Vestal took part in the action of 22 August 1795 between British and Dutch frigate squadrons off the Norwegian coast.

On 14 April 1797, Vestal, under the command of Captain Charles White, captured the French privateer schooner Voltiguer, formerly the lugger Venguer, some seven leagues off Flamborough Head. Voltiguer was armed with eight 3-pounder guns and eight swivel guns, and had a crew of 40 men, 14 of whom were away on prizes. She was 12 days out of Calais and had captured a brig and two sloops. White took Voltiguer into the Humber.

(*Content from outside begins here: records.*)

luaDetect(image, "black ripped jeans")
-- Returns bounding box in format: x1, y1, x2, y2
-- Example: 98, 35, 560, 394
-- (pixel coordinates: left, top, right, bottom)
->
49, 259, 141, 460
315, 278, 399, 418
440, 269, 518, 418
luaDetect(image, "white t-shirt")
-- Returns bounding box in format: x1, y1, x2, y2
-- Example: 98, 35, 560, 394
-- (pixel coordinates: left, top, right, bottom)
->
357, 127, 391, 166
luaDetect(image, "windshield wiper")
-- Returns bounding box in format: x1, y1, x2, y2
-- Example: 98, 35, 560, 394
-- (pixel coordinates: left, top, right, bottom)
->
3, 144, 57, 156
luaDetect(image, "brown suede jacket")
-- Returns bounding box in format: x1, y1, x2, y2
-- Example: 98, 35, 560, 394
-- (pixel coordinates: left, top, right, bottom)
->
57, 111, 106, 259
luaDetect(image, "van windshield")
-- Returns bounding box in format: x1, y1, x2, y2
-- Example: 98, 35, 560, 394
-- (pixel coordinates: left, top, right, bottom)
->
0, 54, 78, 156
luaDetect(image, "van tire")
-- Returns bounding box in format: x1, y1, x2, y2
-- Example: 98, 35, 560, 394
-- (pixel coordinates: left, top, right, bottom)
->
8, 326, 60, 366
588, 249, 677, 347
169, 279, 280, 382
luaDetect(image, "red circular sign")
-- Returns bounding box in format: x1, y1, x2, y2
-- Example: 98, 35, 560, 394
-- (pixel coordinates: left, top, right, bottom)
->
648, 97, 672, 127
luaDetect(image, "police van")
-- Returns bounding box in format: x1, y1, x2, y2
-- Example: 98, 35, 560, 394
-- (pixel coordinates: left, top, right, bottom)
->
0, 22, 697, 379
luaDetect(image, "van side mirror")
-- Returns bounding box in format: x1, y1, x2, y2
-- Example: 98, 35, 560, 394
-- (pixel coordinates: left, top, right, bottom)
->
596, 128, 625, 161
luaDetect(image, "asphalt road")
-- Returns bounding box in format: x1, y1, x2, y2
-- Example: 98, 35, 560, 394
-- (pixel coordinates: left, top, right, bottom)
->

Next, Vestal captured Jalouse at about 5a.m. on 13 May near Elsinor after a chase of about nine hours and running about 84 hours. For an hour and a half during the chase, Jalouse fired her stern chasers (two long 12-pounder guns). White was able to bring Vestal alongside Jalouse and fired three broadsides before she struck, having suffered great damage to her masts and rigging. At the time of capture, Jalouse had 16 guns, though she was pierced for 20, and had shifted some guns to the vacant ports. The armament consisted of twelve "very long 12-pounders", and four 6-pounder guns. Her commander, "C. Plucket", had a crew of 153 men, two of whom were killed and five of whom were wounded. Vestal suffered no casualties. Vestal brought Jalouse into the Humber.

Because Vestal served in the navy's Egyptian campaign (8 March to 2 September 1801), her officers and crew qualified for the clasp "Egypt" to the Naval General Service Medal that the Admiralty authorized in 1850 to all surviving claimants.